People who know Desormeaux said he is so eager to win that when he can't, he gets angry and loses concentration.

"If anything, he's just a little too competitive at times," said Jones, remembering times when Desormeaux, dueling Valenzuela for the riding title at Del Mar, should have eased up on beaten horses but didn't.

Sometimes, Desormeaux is so emotional after dismounting that he can't tell the trainer what went wrong.

"I've found you sometimes have to wait a day before you can get a real good opinion out of him," Jones said.

But, Jones said, "He's smart enough to know he's got a lot to learn."

Said Desormeaux of the criticism: "It made me a better rider."

Desormeaux has been under the microscope here since before he decided to challenge the best jockey colony in America.

Marje Everett, Hollywood Park's chairwoman in 1989, helped "recruit" Desormeaux by throwing a party for him at her Holmby Hills house, where John Forsythe, Merv Griffin and Aaron Spelling were among the guests. The track set up a news conference at which Desormeaux expressed confidence that he could lead the Southern California standings "with a little bit of luck."

Since then, he has led the Oak Tree jockey standings in 1990 and 1991, and is second to Eddie Delahoussaye, 39 wins to 38, at this Santa Anita meet.

Desormeaux, who grew up and began his riding career in Louisiana, maintains a homespun quality. He married a girl, Sonia, who lived "a quarter-mile" from Desormeaux's family in Maurice, La. Agent Gene Short has been with him since Desormeaux's fourth victory at Evangeline Downs in 1986.

A year later, Desormeaux led all jockeys with 450 victories, and broke Steve Cauthen's record for stakes wins by an apprentice with 20.
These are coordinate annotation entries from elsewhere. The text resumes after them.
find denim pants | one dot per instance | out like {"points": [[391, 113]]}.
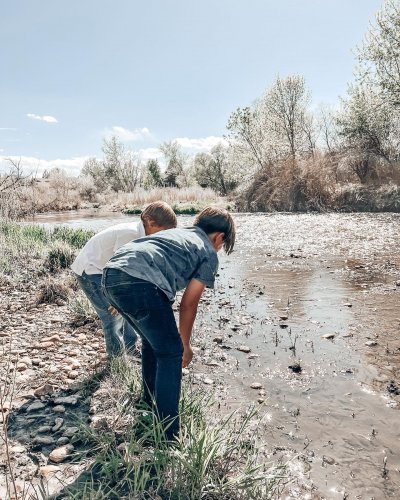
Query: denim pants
{"points": [[150, 312], [118, 333]]}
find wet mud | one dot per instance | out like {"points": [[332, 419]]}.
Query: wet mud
{"points": [[304, 321]]}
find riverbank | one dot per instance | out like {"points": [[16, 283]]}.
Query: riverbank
{"points": [[70, 421]]}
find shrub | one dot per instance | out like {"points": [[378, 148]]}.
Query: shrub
{"points": [[60, 256]]}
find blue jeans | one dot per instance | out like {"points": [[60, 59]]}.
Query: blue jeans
{"points": [[150, 312], [118, 333]]}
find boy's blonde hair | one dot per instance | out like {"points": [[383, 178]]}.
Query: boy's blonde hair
{"points": [[218, 220], [160, 213]]}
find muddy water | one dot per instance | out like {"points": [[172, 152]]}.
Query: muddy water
{"points": [[292, 281]]}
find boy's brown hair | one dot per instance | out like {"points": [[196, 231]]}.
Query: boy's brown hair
{"points": [[160, 213], [215, 219]]}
After leading the nation in victories again in 1988, he capped the East Coast phase of his career by breaking McCarron's 15-year-old record with the 598 wins in 1989.

"Kent knows how to relax a horse, and when to wake 'em up," trainer Bob Hess Jr. said. "And he's not afraid to come through on the inside." Hess has 10 victories at the Santa Anita meet -- tying him with Jones and D. Wayne Lukas for the lead -- and Desormeaux has ridden half of them.

Now he wants quality as well as quantity.

It hurt Desormeaux when, although he was leading the Oak Tree standings at the time, he wasn't invited to ride a single horse in the Nov. 2 Breeders' Cup races. Delahoussaye, Pincay, McCarron, Valenzuela -- they all went to Churchill Downs.

Desormeaux's best horse at the time was Kostroma, and there wasn't a Breeders' Cup race for her.

Since then, Desormeaux has ridden Best Pal to a strong second behind Fly Till Dawn in the Citation Handicap on the Hollywood Park grass, and won the San Fernando Stakes by 3 1/2 lengths over Olympio.

Today, the Strub Stakes, run at the classic distance of 1 1/4 miles, presents Desormeaux with his next great opportunity.